Ruth Stroppiana, chief economist at Moody’s Analytics, supports the idea that Perth is merely bottoming out in terms of the commodity cycle – she expects Perth to report recovery in 2017 and 2018. This process should be helped by the sustained population growth and migration to the capital.

Conisbee also believes growth will be maintained, though it will be moderate.

“Western Australia is surprisingly not doing too badly despite rising unemployment,” she states. “Strong retail trade and construction activity is flowing through to economic growth.”

Wilson adds that unemployment rates began dropping in March, signalling recovery. “Perth still has prospects of finishing in the black by the end of this year.”

 

SOUTH AUSTRALIA

 Adelaide joins other Australian capitals in housing decline

 In a turnaround from last year, the median house price in Adelaide dropped this quarter by 0.5%, representing the “sharpest decline since September 2012”, according to the Domain House Price Report for March quarter 2016

 Within the next 12 months, South Australia is expected to be the weakest performer of all the Australian capitals. Falling prices in the housing market are “a consolidating result for Adelaide after a strong finish last year”, says Andrew Wilson, Domain chief economist. “Similar to other capitals,

Adelaide has experienced a flattening of prices growth, with future growth likely at a slower rate than in recent years.”

“The market was very stagnant,” confirms Eliza Owen, market analyst at OnTheHouse.com.au. “Adelaide houses grew a modest 3.75% in the year to March, but this is marginal considering that the median house is only worth $436,000.

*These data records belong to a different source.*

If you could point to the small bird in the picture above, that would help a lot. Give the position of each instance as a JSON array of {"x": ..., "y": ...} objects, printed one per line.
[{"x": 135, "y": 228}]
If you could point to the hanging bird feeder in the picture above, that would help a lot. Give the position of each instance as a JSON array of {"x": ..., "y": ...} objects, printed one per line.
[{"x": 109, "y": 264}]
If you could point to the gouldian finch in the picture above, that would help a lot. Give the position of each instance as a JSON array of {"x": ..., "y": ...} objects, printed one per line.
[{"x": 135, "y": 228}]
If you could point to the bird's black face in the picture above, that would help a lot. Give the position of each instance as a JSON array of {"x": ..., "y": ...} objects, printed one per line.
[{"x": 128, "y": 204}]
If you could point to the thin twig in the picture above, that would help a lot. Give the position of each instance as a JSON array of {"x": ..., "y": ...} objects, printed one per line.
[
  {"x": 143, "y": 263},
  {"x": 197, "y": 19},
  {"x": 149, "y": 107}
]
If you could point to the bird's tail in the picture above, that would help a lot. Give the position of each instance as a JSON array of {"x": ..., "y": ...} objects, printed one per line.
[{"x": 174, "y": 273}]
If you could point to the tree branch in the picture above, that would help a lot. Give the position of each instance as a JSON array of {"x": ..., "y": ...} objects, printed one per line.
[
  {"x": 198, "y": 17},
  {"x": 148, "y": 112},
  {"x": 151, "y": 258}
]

“The fact is that the economy is not performing well. Unemployment has trended down markedly and is now just 5.7%, but participation has also fallen … if the people giving up the job search are no longer counted as a part of the labour force, the unemployment rate will shrink without people gaining more jobs. Furthermore, the nature of jobs secured in the economy is becoming more precarious. This is signalled by historically low wage growth, which was just 2.2% in the year to 2015.”

Nonetheless, unit prices remained consistent during this period, and of all the Australian capitals only Adelaide did not report a price drop. Rather, over the past 12 months the capital reported price increases of 2.2% and 3.4% for units and houses, respectively.

Adelaide-based French firm DCNS recently won a contract for a large submarine-building project, wrote Paul Starick, chief reporter at The Advertiser, in an article published in April on NTNews.com.au. This could potentially generate many jobs and help improve SA’s economy and property market. And according to REA Group chief economist Nerida Conisbee, a proposal has been made to include funds for housing and the expansion of public transport in the federal budget, thus boosting investment.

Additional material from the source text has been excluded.